TARIME District Councilors have expressed the need to embrace relationships between the government, foreign investors, businesses, and local communities to promote local growth and development for the benefit of public interests.
Civic representatives who gathered in Tarime District at a workshop organised by the Legal Human Rights Centre (LHRC) on Thursday aimed at explaining the relationships and conditions on business and human rights as far as mining investment is concerned.
Tarime Council Chairman, Moses Yomami said several mining investors in the region do not comply with labor laws and regulations, such as the right to work, the right to freedom of association and the right to health, whereby over 70 percent of workers are unaware of their labor rights and duties.
‘’I was one of the beneficiaries of the North Mara mine student sponsorship in Nyamwaga, one of the villages that are included in the mine’s Corporate Social Responsibility (CSR), and therefore we recommend to the government to strengthen monitoring of the investment sector among the surrounding population,’’ said Mr Yomami, who is also the Nyamwaga ward Councilor.
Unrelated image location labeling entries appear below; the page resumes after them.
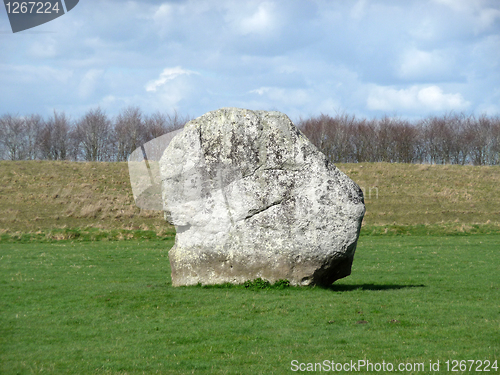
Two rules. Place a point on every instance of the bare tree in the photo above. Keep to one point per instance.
(93, 135)
(33, 125)
(128, 132)
(12, 133)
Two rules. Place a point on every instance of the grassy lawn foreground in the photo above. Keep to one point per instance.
(108, 307)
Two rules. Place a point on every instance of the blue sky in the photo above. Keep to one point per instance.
(369, 58)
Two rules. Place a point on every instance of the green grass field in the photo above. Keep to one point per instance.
(108, 307)
(85, 281)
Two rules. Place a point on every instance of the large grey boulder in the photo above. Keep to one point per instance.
(251, 197)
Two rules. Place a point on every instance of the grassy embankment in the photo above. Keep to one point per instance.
(108, 307)
(54, 198)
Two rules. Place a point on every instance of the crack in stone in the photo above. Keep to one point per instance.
(258, 211)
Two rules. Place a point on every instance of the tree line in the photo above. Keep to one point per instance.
(446, 139)
(93, 137)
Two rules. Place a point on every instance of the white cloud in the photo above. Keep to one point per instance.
(359, 9)
(167, 75)
(415, 98)
(280, 96)
(260, 22)
(480, 13)
(418, 64)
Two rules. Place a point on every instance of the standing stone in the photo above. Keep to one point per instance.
(251, 197)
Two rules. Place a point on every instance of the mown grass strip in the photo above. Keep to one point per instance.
(108, 307)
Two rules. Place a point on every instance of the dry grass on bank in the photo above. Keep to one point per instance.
(43, 195)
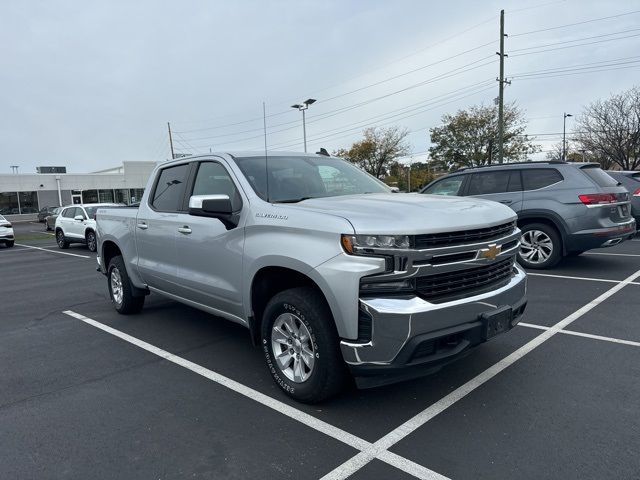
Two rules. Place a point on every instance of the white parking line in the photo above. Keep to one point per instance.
(613, 254)
(569, 277)
(377, 450)
(343, 436)
(581, 334)
(53, 251)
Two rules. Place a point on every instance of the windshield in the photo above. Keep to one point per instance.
(292, 179)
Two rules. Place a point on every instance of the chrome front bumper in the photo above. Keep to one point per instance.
(398, 321)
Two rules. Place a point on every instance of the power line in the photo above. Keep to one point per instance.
(574, 24)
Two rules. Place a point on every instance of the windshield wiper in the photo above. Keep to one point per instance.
(293, 200)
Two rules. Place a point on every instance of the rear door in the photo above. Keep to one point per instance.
(503, 186)
(210, 266)
(157, 227)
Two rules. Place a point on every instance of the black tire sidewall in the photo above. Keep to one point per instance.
(324, 343)
(556, 255)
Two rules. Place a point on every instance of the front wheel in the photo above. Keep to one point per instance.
(120, 289)
(301, 345)
(540, 246)
(62, 243)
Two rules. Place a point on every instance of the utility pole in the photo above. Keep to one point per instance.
(173, 155)
(501, 81)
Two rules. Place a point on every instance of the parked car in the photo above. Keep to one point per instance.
(331, 273)
(6, 232)
(50, 220)
(563, 208)
(77, 224)
(45, 212)
(631, 181)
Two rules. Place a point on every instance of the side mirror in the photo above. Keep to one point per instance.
(210, 205)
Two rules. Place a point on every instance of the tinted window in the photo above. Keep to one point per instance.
(169, 192)
(213, 179)
(69, 212)
(447, 186)
(599, 176)
(536, 178)
(489, 182)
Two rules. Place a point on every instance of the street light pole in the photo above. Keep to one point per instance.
(564, 135)
(302, 107)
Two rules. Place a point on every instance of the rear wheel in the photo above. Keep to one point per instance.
(540, 246)
(120, 289)
(91, 241)
(62, 242)
(301, 345)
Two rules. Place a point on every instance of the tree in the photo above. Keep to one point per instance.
(611, 129)
(470, 138)
(379, 148)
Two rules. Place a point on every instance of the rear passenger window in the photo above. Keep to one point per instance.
(489, 182)
(535, 178)
(602, 178)
(169, 192)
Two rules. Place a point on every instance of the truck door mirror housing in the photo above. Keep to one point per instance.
(214, 206)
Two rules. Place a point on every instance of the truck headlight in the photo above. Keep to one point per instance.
(363, 244)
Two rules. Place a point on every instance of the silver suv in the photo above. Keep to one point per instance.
(563, 208)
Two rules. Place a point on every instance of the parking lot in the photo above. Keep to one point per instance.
(176, 393)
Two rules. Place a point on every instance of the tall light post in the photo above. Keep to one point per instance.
(564, 136)
(302, 107)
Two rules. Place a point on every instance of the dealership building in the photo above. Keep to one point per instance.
(23, 195)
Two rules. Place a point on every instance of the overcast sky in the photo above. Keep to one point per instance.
(90, 84)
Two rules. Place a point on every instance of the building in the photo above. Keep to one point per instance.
(25, 194)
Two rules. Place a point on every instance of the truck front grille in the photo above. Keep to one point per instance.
(462, 237)
(444, 287)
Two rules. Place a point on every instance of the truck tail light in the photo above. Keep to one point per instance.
(598, 198)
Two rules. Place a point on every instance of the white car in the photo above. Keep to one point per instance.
(6, 232)
(77, 224)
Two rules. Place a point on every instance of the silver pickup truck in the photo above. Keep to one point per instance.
(334, 276)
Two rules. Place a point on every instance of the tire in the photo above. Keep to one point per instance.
(92, 243)
(312, 337)
(540, 246)
(61, 241)
(120, 290)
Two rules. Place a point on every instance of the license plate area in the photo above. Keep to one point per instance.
(496, 322)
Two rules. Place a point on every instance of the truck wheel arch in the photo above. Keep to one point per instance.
(267, 282)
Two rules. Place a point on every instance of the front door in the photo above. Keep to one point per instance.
(210, 267)
(157, 228)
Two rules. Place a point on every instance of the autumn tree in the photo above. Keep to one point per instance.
(610, 129)
(469, 138)
(377, 151)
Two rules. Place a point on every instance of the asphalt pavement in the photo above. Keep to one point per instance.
(177, 393)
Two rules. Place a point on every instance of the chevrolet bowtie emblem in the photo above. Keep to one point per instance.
(491, 252)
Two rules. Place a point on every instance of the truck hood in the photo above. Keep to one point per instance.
(410, 214)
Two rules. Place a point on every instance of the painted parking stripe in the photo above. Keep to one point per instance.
(569, 277)
(613, 254)
(53, 251)
(581, 334)
(354, 464)
(343, 436)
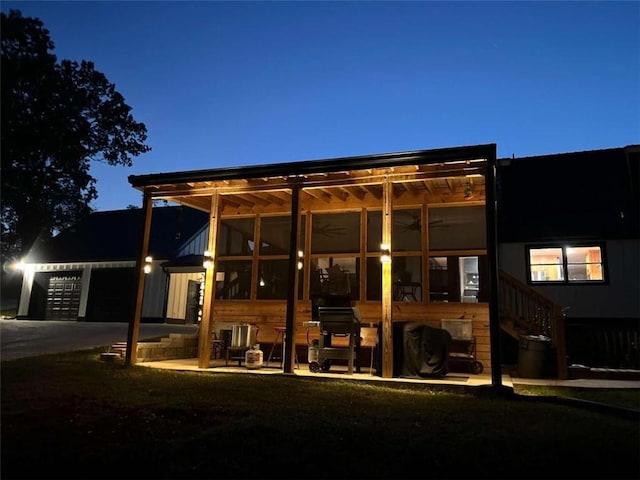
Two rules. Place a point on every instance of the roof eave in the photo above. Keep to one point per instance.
(441, 155)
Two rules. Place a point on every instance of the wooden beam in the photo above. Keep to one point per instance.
(206, 322)
(292, 285)
(374, 190)
(356, 191)
(387, 282)
(134, 323)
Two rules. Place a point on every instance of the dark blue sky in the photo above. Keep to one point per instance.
(242, 83)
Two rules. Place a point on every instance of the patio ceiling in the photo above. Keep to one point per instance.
(331, 181)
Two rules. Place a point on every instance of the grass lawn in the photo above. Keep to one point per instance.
(73, 416)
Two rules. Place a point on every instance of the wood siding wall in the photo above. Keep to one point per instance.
(269, 314)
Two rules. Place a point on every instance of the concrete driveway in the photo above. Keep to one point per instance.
(27, 338)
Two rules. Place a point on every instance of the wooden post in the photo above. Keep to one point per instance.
(206, 322)
(387, 282)
(134, 323)
(491, 207)
(559, 337)
(292, 287)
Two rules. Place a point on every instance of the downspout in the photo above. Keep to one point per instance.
(292, 287)
(491, 207)
(134, 323)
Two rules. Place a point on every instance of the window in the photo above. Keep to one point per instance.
(459, 278)
(566, 264)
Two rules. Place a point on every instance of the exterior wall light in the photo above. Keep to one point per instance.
(207, 260)
(147, 265)
(385, 253)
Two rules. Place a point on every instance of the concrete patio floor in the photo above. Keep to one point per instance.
(339, 372)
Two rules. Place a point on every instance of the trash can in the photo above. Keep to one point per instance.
(533, 356)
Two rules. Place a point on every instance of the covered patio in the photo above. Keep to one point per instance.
(392, 233)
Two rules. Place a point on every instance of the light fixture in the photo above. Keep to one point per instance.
(147, 265)
(385, 253)
(207, 259)
(468, 193)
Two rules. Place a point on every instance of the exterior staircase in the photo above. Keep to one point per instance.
(523, 311)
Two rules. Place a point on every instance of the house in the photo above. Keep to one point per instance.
(405, 237)
(568, 228)
(88, 272)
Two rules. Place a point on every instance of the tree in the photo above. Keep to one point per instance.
(57, 118)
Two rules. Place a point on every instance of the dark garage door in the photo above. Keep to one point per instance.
(63, 297)
(111, 295)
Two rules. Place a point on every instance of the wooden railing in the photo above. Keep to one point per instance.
(523, 311)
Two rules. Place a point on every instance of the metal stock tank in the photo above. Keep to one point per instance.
(254, 358)
(243, 335)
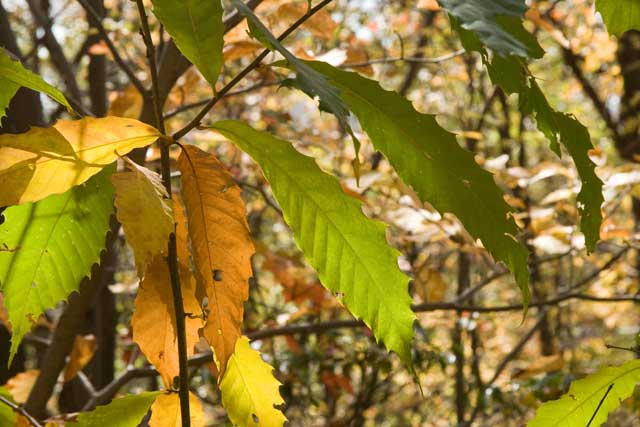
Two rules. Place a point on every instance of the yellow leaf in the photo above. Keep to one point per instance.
(45, 161)
(165, 411)
(320, 24)
(83, 349)
(20, 386)
(144, 212)
(153, 319)
(222, 246)
(249, 389)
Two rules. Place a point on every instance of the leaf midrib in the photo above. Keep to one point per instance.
(411, 138)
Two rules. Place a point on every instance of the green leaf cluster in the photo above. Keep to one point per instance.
(348, 250)
(13, 76)
(591, 399)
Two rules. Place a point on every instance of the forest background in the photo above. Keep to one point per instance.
(476, 358)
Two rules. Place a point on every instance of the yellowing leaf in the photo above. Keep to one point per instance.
(83, 349)
(165, 411)
(249, 390)
(20, 386)
(144, 211)
(430, 285)
(222, 246)
(154, 319)
(45, 161)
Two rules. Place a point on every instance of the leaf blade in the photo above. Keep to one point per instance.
(154, 318)
(165, 411)
(14, 72)
(46, 161)
(57, 240)
(126, 411)
(497, 23)
(374, 288)
(222, 245)
(249, 389)
(619, 15)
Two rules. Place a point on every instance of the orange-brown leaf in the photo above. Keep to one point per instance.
(154, 319)
(20, 386)
(222, 246)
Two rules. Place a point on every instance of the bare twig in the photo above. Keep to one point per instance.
(172, 257)
(57, 55)
(411, 60)
(97, 22)
(20, 410)
(249, 68)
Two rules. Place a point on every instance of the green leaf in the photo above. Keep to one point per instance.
(429, 158)
(307, 79)
(619, 15)
(576, 408)
(47, 247)
(197, 29)
(7, 416)
(575, 138)
(8, 90)
(126, 411)
(348, 250)
(513, 76)
(15, 74)
(497, 23)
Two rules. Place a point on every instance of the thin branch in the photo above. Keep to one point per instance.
(501, 367)
(172, 258)
(249, 68)
(57, 55)
(97, 22)
(20, 410)
(197, 104)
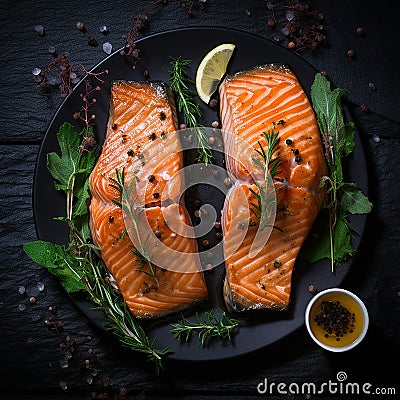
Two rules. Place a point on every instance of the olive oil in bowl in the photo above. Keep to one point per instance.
(336, 319)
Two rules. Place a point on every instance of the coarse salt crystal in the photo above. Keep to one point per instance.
(107, 48)
(36, 71)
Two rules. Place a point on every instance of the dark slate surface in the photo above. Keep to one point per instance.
(31, 356)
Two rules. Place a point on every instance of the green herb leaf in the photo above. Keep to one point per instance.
(79, 265)
(354, 201)
(213, 324)
(342, 238)
(342, 197)
(63, 169)
(59, 261)
(179, 84)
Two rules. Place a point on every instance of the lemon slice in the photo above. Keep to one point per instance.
(211, 69)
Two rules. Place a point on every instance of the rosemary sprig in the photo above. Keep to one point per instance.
(268, 166)
(179, 82)
(142, 250)
(211, 325)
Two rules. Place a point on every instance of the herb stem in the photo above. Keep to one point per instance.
(179, 82)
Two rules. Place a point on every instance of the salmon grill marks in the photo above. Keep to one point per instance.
(139, 114)
(252, 102)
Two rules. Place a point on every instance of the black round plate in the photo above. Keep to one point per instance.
(258, 329)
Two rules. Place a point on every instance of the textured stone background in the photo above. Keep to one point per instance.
(32, 361)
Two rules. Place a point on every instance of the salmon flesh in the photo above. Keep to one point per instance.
(143, 113)
(268, 98)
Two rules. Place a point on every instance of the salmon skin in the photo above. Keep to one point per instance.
(268, 98)
(140, 114)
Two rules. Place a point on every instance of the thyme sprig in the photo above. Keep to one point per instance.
(213, 324)
(179, 84)
(268, 166)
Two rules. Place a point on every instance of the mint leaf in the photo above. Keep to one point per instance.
(63, 169)
(342, 239)
(58, 260)
(346, 141)
(342, 197)
(353, 200)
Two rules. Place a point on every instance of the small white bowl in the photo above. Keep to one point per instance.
(349, 298)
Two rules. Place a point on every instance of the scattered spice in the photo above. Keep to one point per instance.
(335, 319)
(360, 31)
(206, 243)
(80, 26)
(39, 29)
(152, 136)
(227, 181)
(299, 24)
(217, 225)
(312, 289)
(242, 225)
(213, 103)
(92, 41)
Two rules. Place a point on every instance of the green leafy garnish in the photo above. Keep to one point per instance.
(179, 84)
(78, 265)
(343, 197)
(211, 325)
(59, 261)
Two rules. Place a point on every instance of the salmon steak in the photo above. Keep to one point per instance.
(268, 99)
(140, 143)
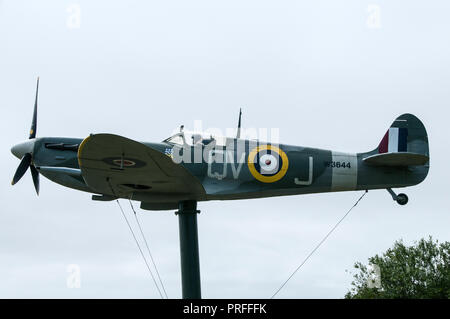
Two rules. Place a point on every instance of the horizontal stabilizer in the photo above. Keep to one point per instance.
(397, 159)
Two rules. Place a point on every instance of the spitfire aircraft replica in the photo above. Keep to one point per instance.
(188, 167)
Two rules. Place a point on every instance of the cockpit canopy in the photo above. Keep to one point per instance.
(195, 138)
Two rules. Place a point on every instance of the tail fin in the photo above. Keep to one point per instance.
(404, 144)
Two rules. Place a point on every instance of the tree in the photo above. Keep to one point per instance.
(418, 271)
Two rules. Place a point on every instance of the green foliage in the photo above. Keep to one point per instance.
(418, 271)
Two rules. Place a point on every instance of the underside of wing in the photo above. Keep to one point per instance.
(120, 167)
(397, 159)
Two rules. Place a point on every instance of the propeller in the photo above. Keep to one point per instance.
(27, 159)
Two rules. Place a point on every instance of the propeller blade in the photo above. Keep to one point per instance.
(21, 170)
(34, 121)
(35, 174)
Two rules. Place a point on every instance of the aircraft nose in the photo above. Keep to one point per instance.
(21, 149)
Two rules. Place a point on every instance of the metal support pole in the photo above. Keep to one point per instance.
(190, 262)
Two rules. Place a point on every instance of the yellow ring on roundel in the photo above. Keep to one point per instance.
(258, 175)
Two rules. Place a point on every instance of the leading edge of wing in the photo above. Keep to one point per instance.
(119, 166)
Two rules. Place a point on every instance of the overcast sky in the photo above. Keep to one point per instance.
(328, 74)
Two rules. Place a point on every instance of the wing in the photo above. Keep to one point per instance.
(120, 167)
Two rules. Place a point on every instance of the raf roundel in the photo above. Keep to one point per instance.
(268, 163)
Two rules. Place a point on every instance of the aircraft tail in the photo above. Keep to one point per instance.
(404, 144)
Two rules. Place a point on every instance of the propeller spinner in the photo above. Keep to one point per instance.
(25, 151)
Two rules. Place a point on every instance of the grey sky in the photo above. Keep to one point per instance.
(315, 70)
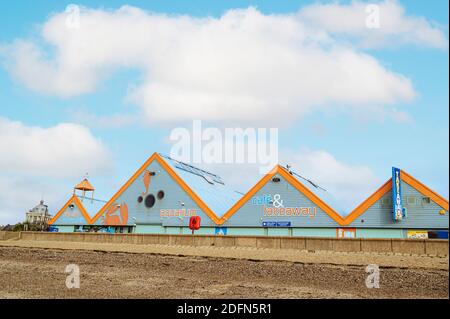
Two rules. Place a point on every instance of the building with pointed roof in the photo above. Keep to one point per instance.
(162, 195)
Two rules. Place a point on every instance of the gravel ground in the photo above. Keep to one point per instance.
(27, 272)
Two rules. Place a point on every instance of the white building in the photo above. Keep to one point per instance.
(39, 214)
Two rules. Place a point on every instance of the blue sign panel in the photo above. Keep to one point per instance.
(397, 206)
(276, 224)
(283, 224)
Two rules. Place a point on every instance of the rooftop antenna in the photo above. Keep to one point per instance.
(288, 167)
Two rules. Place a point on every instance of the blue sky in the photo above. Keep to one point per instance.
(357, 135)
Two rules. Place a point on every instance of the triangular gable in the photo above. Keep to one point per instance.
(76, 201)
(291, 180)
(386, 187)
(173, 174)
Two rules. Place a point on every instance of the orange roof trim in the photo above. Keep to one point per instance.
(386, 187)
(291, 180)
(84, 185)
(76, 201)
(173, 174)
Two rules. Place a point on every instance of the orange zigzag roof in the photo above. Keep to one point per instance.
(386, 187)
(76, 201)
(173, 174)
(295, 183)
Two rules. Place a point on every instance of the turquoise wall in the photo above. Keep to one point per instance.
(314, 232)
(380, 233)
(252, 215)
(65, 229)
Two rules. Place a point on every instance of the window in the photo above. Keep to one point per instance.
(411, 201)
(150, 201)
(386, 202)
(346, 232)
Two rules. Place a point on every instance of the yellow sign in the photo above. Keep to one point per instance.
(417, 234)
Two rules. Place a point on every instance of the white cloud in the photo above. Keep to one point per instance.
(60, 151)
(116, 120)
(242, 67)
(395, 27)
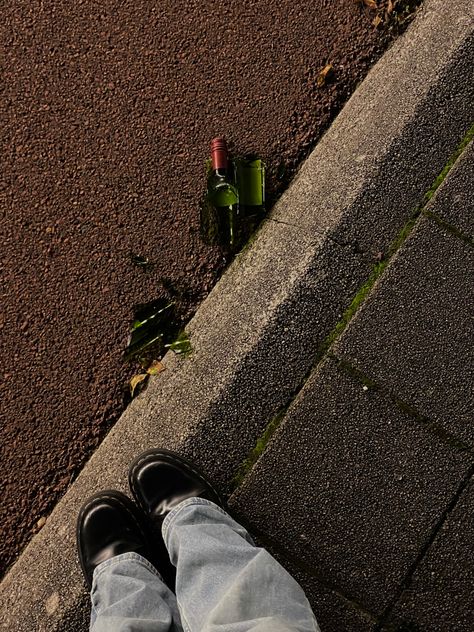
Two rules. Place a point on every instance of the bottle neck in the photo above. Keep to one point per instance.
(219, 155)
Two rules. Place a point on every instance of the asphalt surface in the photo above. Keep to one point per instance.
(108, 110)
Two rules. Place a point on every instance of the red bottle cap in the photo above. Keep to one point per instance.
(219, 153)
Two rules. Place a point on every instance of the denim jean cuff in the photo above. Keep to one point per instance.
(130, 557)
(167, 522)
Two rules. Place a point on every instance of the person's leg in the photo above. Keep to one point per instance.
(116, 554)
(129, 595)
(224, 582)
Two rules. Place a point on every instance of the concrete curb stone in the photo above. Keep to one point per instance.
(257, 334)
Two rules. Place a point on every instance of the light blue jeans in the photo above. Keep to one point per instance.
(224, 583)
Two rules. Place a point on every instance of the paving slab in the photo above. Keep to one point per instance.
(333, 611)
(454, 201)
(440, 596)
(249, 337)
(414, 334)
(351, 485)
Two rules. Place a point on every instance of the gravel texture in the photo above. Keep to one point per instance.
(454, 201)
(107, 113)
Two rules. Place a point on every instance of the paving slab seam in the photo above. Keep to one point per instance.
(296, 562)
(358, 300)
(432, 427)
(385, 617)
(213, 406)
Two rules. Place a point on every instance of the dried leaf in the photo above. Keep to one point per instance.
(155, 367)
(135, 381)
(324, 75)
(139, 260)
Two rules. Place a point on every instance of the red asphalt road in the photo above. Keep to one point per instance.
(107, 112)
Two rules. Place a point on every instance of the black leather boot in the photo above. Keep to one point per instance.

He said the primary duty to protect citizens from corporate harm is vested in the state, whereby the state has the duty to protect its citizens through legal frameworks, on business and human rights in the context of business activities in the region.
According to Jonathan Machango on behalf of Tarime DC Mtemi Msafiri who was the guest of honor, foreign and internal investors operating in the region have a noble duty to respect the rights of workers and communities surrounding their areas of investment, and govern ethical behavior in business and mining operations.
‘’Large scale and medium companies must put strategies to re-mediate human right grievances as a powerful measure that demonstrates commitment to a fair, transparent and independent remediation process, ‘’ he noted.
He cited the North Mara Gold Mine, operating at the township of Nyamongo in Tarime district, where the miners have set up an Operational Grievance Mechanism, but recently several actors here questioned whether it meets any of the essential requirements to enlighten the citizens on the importance of engaging in benefit sharing.
According to LHRC Program Officer Paul Mikongoti, the investors must put in place proper methods for implementing the basic human rights that shows clearly their cooperation with local authorities where both mining communities have faced conflicts between small scale miners and foreign investors, and the conflicts have reached higher levels to rectify.
‘’The major aim of this gathering is to focus on the triangular relationship between the government (including local authorities), foreign owned mining companies and local communities to identify guided benefit stream management and factors that enhance or hinder development at the local level” he explained.
He said according to various LHRC studies, critical voices argue that the companies’ investment opportunities are simply for their own benefit, giving an example pointing that they repair roads leading to the mine only.